In last week’s blog post, we discussed one of the great impediments to commercially successful supersonic aircraft: the sonic boom. A theory based on shaping of supersonic booms in order to reduce the pressure wave—the noise—began to emerge in the late 1960s.

SSBD2
Terry Yon, with the VAC museum’s SSBD

The theoretical models—first developed by two Cornell University aerospace engineers, Richard Seebass and Albert George—focused on techniques for the reduction of the first or front part of the supersonic N-wave. Despite the development of Seebass-George theory in the late 1960s, it wasn’t until the early 1990s that the computational resources—in the form of more capable Computational Fluid Dynamics software enabled by faster hardware—necessary to design the shape of the test aircraft in accordance with the dictates of Seebass-George theory became available. Nearly thirty-five years passed before this theory was subjected to flight-testing in August 2003 and January 2004 as a part of the DARPA Quiet Supersonic Platform (QSP) program.

During the QSP program, Seebass-George theory eventually met practice in the guise of the SSBD aircraft, a heavily modified F-5E. The F-5E was chosen after flight test program proposals based on modifying a Firebee II drone or an SR-71 were rejected for technical risks and costs. The F-5E worked because of the wide range of nose shapes already flown as a part of the F-5 family (the nose of the reconnaissance version RF-5 differs from the F-5E, and the two-seat F-5F is different still) and because of the familiarity of one of the QSP contractors, Northrop Grumman, with the F-5. Prior to its merger with Grumman, Northrop manufactured more than 900 of the F-5E/F series of aircraft and more than 2000 of the closely related T-38 and first-generation F-5 airframes.

SSBD.Nwave
N-wave design on the SSBD

SSBD design work began in late 2001. Construction of the Seebass-George glove to replace the F-5E’s nose took place at Northrop Grumman’s El Segundo operation in California, and the glove was installed on the F-5E airframe in January 2003 at Northrop Grumman’s St. Augustine facility in Florida. Prior to testing, the SSBD’s fuselage was emblazoned with a paintjob that graphically depicted two N-waves superimposed upon each other, one, in red, an unmodified waveform and the other, in blue, with the “flat-top” signature that indicates a reduced sonic boom.

Most of the SSBD flight test program consisted of identical runs through Edwards Air Force Base airspace by the SSBD and an unmodified Navy F-5E. The two aircraft, flying at Mach 1.36 and 32,000 feet, were separated by 45 seconds, a timeframe deemed long enough to allow the shockwave from the SSBD to dissipate, but short enough so that the unmodified F-5E passed through an atmosphere that hadn’t evolved enough to invalidate comparisons between the two runs.
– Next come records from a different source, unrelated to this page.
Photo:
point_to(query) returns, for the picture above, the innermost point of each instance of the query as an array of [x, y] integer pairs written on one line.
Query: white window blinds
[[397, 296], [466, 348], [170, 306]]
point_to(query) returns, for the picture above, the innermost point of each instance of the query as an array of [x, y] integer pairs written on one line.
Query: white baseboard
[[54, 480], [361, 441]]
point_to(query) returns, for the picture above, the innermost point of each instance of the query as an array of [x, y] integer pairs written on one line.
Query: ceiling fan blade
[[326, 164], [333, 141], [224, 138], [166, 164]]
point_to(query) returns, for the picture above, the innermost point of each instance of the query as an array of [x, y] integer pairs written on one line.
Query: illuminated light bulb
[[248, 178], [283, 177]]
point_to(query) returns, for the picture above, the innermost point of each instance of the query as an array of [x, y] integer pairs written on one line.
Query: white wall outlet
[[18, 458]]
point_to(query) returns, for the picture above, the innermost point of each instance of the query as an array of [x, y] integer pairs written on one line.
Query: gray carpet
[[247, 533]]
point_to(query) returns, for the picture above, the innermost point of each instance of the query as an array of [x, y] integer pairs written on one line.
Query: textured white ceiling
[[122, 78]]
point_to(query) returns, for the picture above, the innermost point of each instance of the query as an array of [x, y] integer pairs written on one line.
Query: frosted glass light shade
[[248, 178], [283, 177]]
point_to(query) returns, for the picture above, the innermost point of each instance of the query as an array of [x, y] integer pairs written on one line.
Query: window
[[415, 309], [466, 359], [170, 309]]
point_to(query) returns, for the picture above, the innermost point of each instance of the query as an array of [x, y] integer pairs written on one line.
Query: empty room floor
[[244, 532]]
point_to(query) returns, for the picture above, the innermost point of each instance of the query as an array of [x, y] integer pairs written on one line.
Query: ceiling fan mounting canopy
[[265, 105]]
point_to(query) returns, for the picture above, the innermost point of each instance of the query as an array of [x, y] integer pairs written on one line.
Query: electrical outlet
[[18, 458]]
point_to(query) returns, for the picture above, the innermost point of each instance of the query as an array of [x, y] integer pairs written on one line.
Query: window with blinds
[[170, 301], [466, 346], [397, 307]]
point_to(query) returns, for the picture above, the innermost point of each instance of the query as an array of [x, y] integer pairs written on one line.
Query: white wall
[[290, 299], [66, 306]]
Other test runs involved collecting pressure measurements from a NASA F-15B flying in the SSBD’s shockwave. A glider flying beneath the test flight path also collected test data. By the end of the two test sequences, more than 1300 sound and pressure measurements were taken on the ground and in the air.

SSBDF5EThe flight test sequence confirmed the nearly one-third reduction in the leading portion of the pressure wave by the reshaped nose (the glove), as predicted by Seebass-George theory. The test team exhibited a high degree of confidence in the theory from the beginning of the program. The results indicated that the shape of the new nose prevented the bunched pressure waves from forming into one large shock wave.

After completion of the flight tests, the SSBD aircraft was given over to the Valiant Air Command (VAC) Warbird Museum located just a stone’s throw from NASA’s Kennedy Space Center on the grounds of the TICO airport in Titusville, Florida. The VAC’s mission dictates that its collection only include warbirds. VAC Public Affairs Officer Terry Yon, a retired Army colonel and helicopter pilot who flew in Vietnam, says that the museum happily made a “squishy argument” based on the SSBD’s origins as a Navy aggressor aircraft to include it in the museum’s collection. After all, few truly unique aircraft exist, and this modified F-5E is indeed one of a kind.

SSBD3If supersonic transports and business jets are ever to reach the air, let alone their potential, it must be demonstrated that they can fly over land at supersonic speeds without causing a ruckus. By confirming the potential for shaping supersonic shockwaves in a manner that diminishes their impact, the SSBD program took the first step toward accomplishing sonic boom-lite flight. As such, the SSBD program is destined to have long-lasting effects.

Bernard Roussett, COO of HyperMach, one of the companies announcing an super-sonic business jet at Le Bourget 2011, told us in an email about the SonicStar: “Yes, our solution for reducing significantly the sonic boom at high mach number (still supersonic!) is partly inspired from the DARPA program.” Only months before Concorde flew its final commercial flights, the SSBD aircraft made a supersonic future seem possible again.